Post-cinematic analysis

July 03, 2008

Does seeing a good movie ever really make you want to go out and gorilla-produce your own masterpiece?  We watched Wall-E tonight and it kind of had that effect on me, although it also made me wish I could work on computing problems that would yield something as cool and as tangible as a feature film.  While I work at a cool place, I don’t often feel truly connected to the cool stuff that we do.  There’s two ways to look at that:  I’m stuck in a backwater or I’m not trying hard enough to get involved.

That comes back to one of those “two kinds of people” generalizations: there are those that let things happen to them, and those that make things happen.  No one can truly be completely one way or the other; even really passive people find food, and the most assertive/agressive people I know still pay taxes, but there are ways to polarize both of those things.  “I don’t know, what do you want to eat?” is a common refrain around my home, so it’s probably obvious with which group I tend to hang.
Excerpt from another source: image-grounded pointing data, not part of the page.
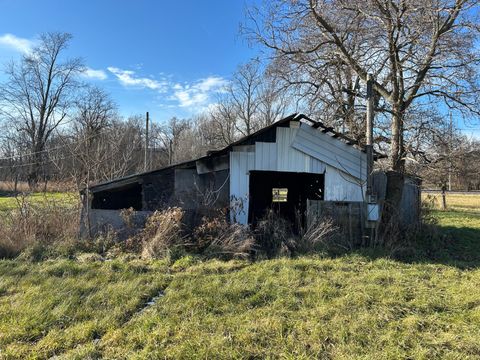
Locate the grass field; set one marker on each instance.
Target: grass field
(11, 202)
(350, 307)
(455, 201)
(358, 306)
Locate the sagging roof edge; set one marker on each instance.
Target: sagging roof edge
(292, 117)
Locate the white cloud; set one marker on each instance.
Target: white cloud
(198, 94)
(16, 43)
(128, 78)
(94, 74)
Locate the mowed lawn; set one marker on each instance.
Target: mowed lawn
(10, 202)
(351, 307)
(455, 201)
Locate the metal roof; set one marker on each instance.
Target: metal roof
(213, 153)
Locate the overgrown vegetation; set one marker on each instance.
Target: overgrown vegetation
(101, 299)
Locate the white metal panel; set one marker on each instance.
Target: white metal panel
(265, 156)
(340, 186)
(331, 151)
(316, 166)
(290, 159)
(240, 165)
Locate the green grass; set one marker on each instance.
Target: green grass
(8, 203)
(310, 307)
(455, 201)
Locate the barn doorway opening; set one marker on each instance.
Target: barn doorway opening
(284, 192)
(128, 196)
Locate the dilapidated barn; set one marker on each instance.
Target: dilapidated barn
(283, 166)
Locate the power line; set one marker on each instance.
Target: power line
(46, 150)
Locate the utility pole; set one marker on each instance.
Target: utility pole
(369, 135)
(450, 145)
(145, 165)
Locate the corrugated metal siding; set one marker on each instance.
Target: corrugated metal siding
(266, 156)
(282, 156)
(329, 150)
(340, 186)
(240, 164)
(290, 159)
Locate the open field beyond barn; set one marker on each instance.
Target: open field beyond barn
(455, 201)
(355, 306)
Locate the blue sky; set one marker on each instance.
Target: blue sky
(167, 57)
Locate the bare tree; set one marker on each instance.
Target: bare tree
(38, 93)
(95, 113)
(418, 52)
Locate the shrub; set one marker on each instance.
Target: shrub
(321, 234)
(215, 237)
(162, 233)
(275, 235)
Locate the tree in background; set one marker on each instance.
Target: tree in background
(38, 95)
(418, 52)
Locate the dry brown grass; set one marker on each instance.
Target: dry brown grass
(34, 225)
(455, 201)
(162, 233)
(215, 237)
(22, 186)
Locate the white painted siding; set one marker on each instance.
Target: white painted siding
(288, 158)
(240, 165)
(266, 156)
(340, 186)
(310, 152)
(331, 151)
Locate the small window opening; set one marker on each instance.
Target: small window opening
(279, 194)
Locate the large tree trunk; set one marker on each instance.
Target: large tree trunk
(391, 215)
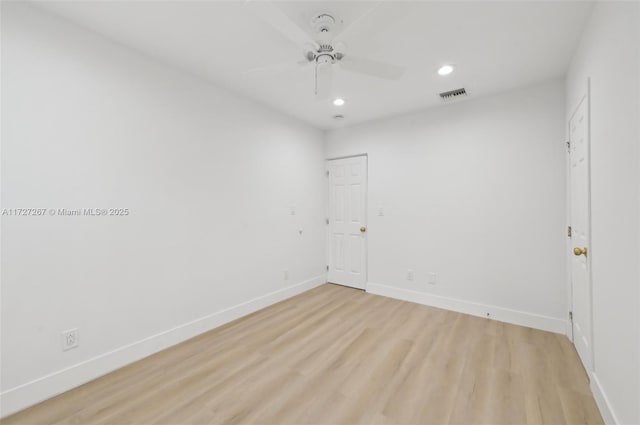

Knowing how much pressure to apply is something I struggle with constantly.  There may be things I really want, but there’s also trying and pushing too hard.  I often find myself being aggressive-passive, forf lack of the right term; I’ll push really hard to start something and then lose interest or energy shortly after I get started.  Unfortunately, I’ve gotten good enough at it that I manage to build up enough momentum at first that I can coast through.  That can appear really annoying to others because it makes it seem like everything comes easily to me.  Building up that initial momentum is hard and takes a lot out of me, so I naturally want to fall back to my passive state right afterwards.  Of course that also means I end up disappointed — no one ever gets all of what they want by having a great start, a tepid second act, and a phoned-in ending.